Relatore della serata il dott. Stefano Fontana, direttore dell’Osservatorio Internazionale sulla Dottrina Sociale della Chiesa nel mondo Card. Van Thuan, il quale ha presentato il VI rapporto sulla DSC nel mondo: “La rivoluzione della donna, la donna nella rivoluzione”.
Il relatore ha illustrato come il modernismo abbia via via sempre più espulso Dio dalla società, una società che con l’avvento delle tecnologie e lo sviluppo della scienza applicata nel campo medico ha aperto questioni un tempo impensabili, e in cui la biopolitica risulta essere il nuovo terreno di confronto dell’umanità.
La rivoluzione antropologica avviata nel sessantotto con i movimenti femministi è nella sua seconda fase iniziata con le conferenze su popolazione e sviluppo del Cairo nel 1994, e sulla donna nel 1995 a Pechino. In entrambe le situazioni la Santa Sede si trovò isolata assieme ai Paesi più poveri del mondo dai c.d. Paesi avanzati che pretendevano di plasmare un nuovo umanesimo in cui l’aborto fosse un diritto, la contraccezione libera, la sterilizzazione di massa diffusa, e in cui i termini gender e diritti sessuali e riproduttivi salpavano lungo le rotte dell’ideologia mondialista.

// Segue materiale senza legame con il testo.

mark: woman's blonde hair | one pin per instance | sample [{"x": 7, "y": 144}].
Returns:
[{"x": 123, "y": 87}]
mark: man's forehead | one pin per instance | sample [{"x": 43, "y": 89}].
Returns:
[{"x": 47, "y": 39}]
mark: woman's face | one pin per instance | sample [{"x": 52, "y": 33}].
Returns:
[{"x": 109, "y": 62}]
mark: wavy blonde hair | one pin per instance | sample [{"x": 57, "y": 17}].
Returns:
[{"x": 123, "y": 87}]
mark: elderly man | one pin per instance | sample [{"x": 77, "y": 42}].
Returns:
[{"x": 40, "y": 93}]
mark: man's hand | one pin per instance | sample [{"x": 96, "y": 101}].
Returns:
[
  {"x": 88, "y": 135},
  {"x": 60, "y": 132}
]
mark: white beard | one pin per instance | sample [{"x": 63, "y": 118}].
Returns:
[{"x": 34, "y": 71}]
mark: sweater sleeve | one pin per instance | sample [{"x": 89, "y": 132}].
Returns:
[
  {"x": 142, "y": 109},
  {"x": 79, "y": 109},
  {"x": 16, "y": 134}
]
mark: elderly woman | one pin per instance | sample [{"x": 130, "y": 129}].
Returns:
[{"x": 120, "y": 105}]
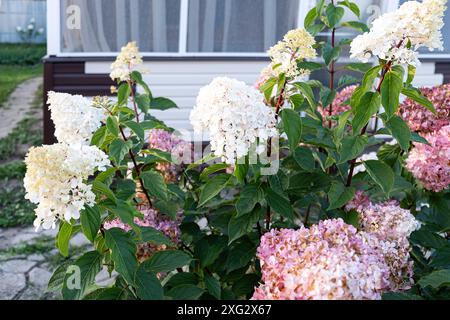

Profetiche furono le parole di San Giovanni Paolo II, che nella sua “lettera alle donne” del 1995, scritta in occasione della conferenza di Pechino, disse: “I gravi problemi sul tappeto vedranno, nella politica del futuro, sempre maggiormente coinvolta la donna: tempo libero, qualità della vita, migrazioni, servizi sociali, eutanasia, droga, sanità e assistenza, ecologia, ecc. Per tutti questi campi, una maggiore presenza sociale della donna si rivelerà preziosa, perché contribuirà a far esplodere le contraddizioni di una società organizzata su puri criteri di efficienza e produttività e costringerà a riformulare i sistemi a tutto vantaggio dei processi di umanizzazione che delineano la «civiltà dell’amore»”.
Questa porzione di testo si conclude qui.